Manny Banuelos was expected to be in the Yankees rotation by now. But poor performance and then Tommy John surgery sidelined him from May, 2012 until April of this year. Still just 23-years old, the left-hander has progressed steadily as the season has gone on. Over a period of three starts from July 22 through August 1, Banuelos allowed one earned run and three hits over 14 innings for the Double-A Trenton Thunder.  Though he was hit hard his next time out, the Yankees moved him up to Triple-A Scranton, where he allowed one run and one hit over five innings on August 12. (Banuelos had control issues in his start yesterday.) If not at the beginning of 2015 season, Banuelos is a good bet to join the Major League squad at some point during next season. The question is, will it be as a starter or reliever?

The internal long shot would be Luis Severino, who is now considered by many to be the organization’s top pitching prospect. The native of the Dominican Republic will be 21-years old shortly after pitchers and catchers report to training camp. The six-foot right-hander has struck out 118 batters over 103 innings combined at Charleston (‘A’), Tampa (‘A+’), and Trenton. The most remarkable stat for such a young strikeout artist is that Severino has walked just 25 batters. That works out to a nifty 4.72 strikeout to walk ratio. Severino’s ascension may be slowed for the remainder of the season – he’ll return tonight after being out 10 days with an oblique injury.

Free agency will see some heavy duty price wars for the services of left-hander Jon Lester and last season’s AL Cy Young winner, Max Scherzer.  Royals’ ace James Shields and Seattle’s steady right-hander Hisashi Iwakuma lead the next level of starters, many of whom will wait to see what the top guns get before agreeing to deals.

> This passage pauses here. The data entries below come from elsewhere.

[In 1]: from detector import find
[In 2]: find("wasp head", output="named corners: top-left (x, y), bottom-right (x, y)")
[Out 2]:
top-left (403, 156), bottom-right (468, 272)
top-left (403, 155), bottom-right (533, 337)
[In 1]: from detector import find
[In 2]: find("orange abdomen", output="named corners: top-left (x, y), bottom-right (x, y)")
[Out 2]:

With all the money the Yankees have tied up in players with questionable health right now, it’s hard to see the team making a push for Lester or Scherzer. Iwakuma would probably be the cheaper option of the tier 2 pitchers.

Does D-Rob return?
Yankees’ GM Brian Cashman better be sure he has enough money in the pot to bring back free agent closer David Robertson. “D-Rob” has done an outstanding job in his first full season as Yankees closer, a job made even more difficult by being the replacement for Mariano Rivera. The native Alabaman has saved 33 of 35 chances and averaged a career high 13.7 strikeouts per nine innings.

The 29-year old earned $5.215MM this season and will get a substantial raise next season.  His departure would be a huge blow to the Yankees pen. (Many fans feel Dellin Betances is ready to step into the role already due to his 13.4 K’s per nine innings.  But this is Betances’ first full season in the Majors and it shouldn’t be assumed he’s ready for the 9th inning role.)

Who will be Brian McCann’s backup?
Francisco Cervelli has been solid as McCann’s’ backup. With injuries to McCann and first baseman Mark Teixeira (McCann has filled in), Cervelli has seen his playing time increase since he returned from the disabled list in mid-June. He’s hit .296 with an .825 OPS in 98 at-bats. The Yankees need to decide whether it will be Cervelli, John Ryan Murphy, who backed up McCann while Cervelli was out this season, veteran minor leaguer Austin Romine, or if will be a wild card entry to share the catching duties next season. With Gary Sanchez and others on their way up the ladder, one of the many Yankees’ catchers could be dealt in the offseason.

Can the Yankees trade Mark Teixeira?
Your guess is as good as mine. Teixeira has had one injury after another this season after missing most of last year with a wrist tendon injury. He’s been decent when he’s played - .768 OPS, 19 HR, 52 RBI in 87 games – but his status is nearly questionable every day.  Teixeira has two years and $45MM remaining on his contract beyond this season. He’s also got a no-trade clause in his pact. Barring a financial arrangement of some kind, Teixeira is in New York for the next two years.

Will the Yankees make the playoffs in 2015?
I have no answer for that. There are a lot more questions about next year’s team and so far, not many answers. A healthy team would be a good place to start.